Enact the Interstate Insurance Product Regulation Compact.  The Texas Insurance Commissioner should serve as the Texas representative on the Commission.  The Compact will streamline and modernize the regulation of insurance in Texas and countrywide.  Having a uniform set of standards and an efficient approval process will help insurers compete with other sectors of the financial services industry.  The Compact will streamline the insurance regulatory system and preserve the consumer protections that currently exist in the states.

TEXAS WINDSTORM COVERAGE

BACKGROUND:

Insurance companies are not required to write windstorm insurance along the Texas coast.  Individuals who cannot obtain windstorm insurance through the voluntary market may obtain coverage through the Texas Windstorm Insurance Association (Association), created by the Legislature in 1971.  Structures complying with building specifications or falling within the grandfather provisions qualify for coverage through the Association.  The Association, consisting of all property insurers authorized to write property insurance in Texas, administers day-to-day operations, including policy issuance and claims processing.  In the event the Association is unable to cover losses from collected premiums, the following funding mechanism applies (in order):

  1. $100 million assessed to member insurers,
  2. Catastrophe Reserve Trust Fund (CRTF) and reinsurance (approximately $1 billion),
  3. $200 million assessed to member insurers,
  4. Unlimited assessment to member insurers (subject to premium tax credits for 5 or more successive years).


PROBLEM:

The current capacity that is not subject to future premium tax credits for the Association is approximately $1.3 billion for residential and commercial property combined.  The $1.3 billion is a combination of the CRTF, reinsurance, and member assessments not subject to premium tax credit, and is estimated to cover the probable maximum loss of a storm that would occur every 100 - 125 years (e.g., a Category III storm striking Galveston). Florida’s 2004 Hurricane season demonstrated that multiple hurricanes are possible in a single storm season.  Additionally, those storms could easily exceed the Category III level. Texas ’ General Revenue stream would be at a significant risk should storm severity or occurrence go beyond the single Category III scenario.

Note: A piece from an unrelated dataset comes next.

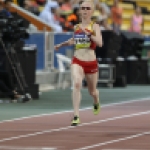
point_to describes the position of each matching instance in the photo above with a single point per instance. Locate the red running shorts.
(88, 67)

The combined voluntary exposure of private insurers covering coastal property is estimated at $55 billion for both residential and commercial risks (projections based on 2003 and 2002 data; actual amount is most likely higher).  This $55 billion is separate from the amounts that would be payable by the Association which currently has over $20 billion in exposure.  In addition, the threat of future assessments stifles the full development of a competitive homeowners market since insurers must weigh expanding their market share against the potential for future assessments also based on marketshare.  As an additional consideration, insurers are precluded by IRS regulations to accumulate reserves for future catastrophe events on a tax deferred basis.

SOLUTION:

  • Evaluate and enhance risk management,
  • Provide incentives for carriers to directly assume more risk along the Texas coast,
  • Restructure the financing of storm damage by transferring risk to reinsurance markets and special facilities capable of accumulating catastrophe reserves on a tax exempt basis,
  • Provide for the issuance of bonds within the insurance structure to pay for future losses with repayment of bonds to be funded by policyholders rather than General Revenue Tax offsets, and
  • Establish stand-by financing capacity as a tool for short-term cash needs.

Future changes should contemplate the combination of reinsurance, financial instruments, and bonding, as well as restructuring the public-private system of coastal insurance.  The state can, over time, begin moving toward a system that does not expose general revenue to hurricane losses while at the same time allowing for strong, sustainable economic growth along the coast by being able to provide insurance coverage.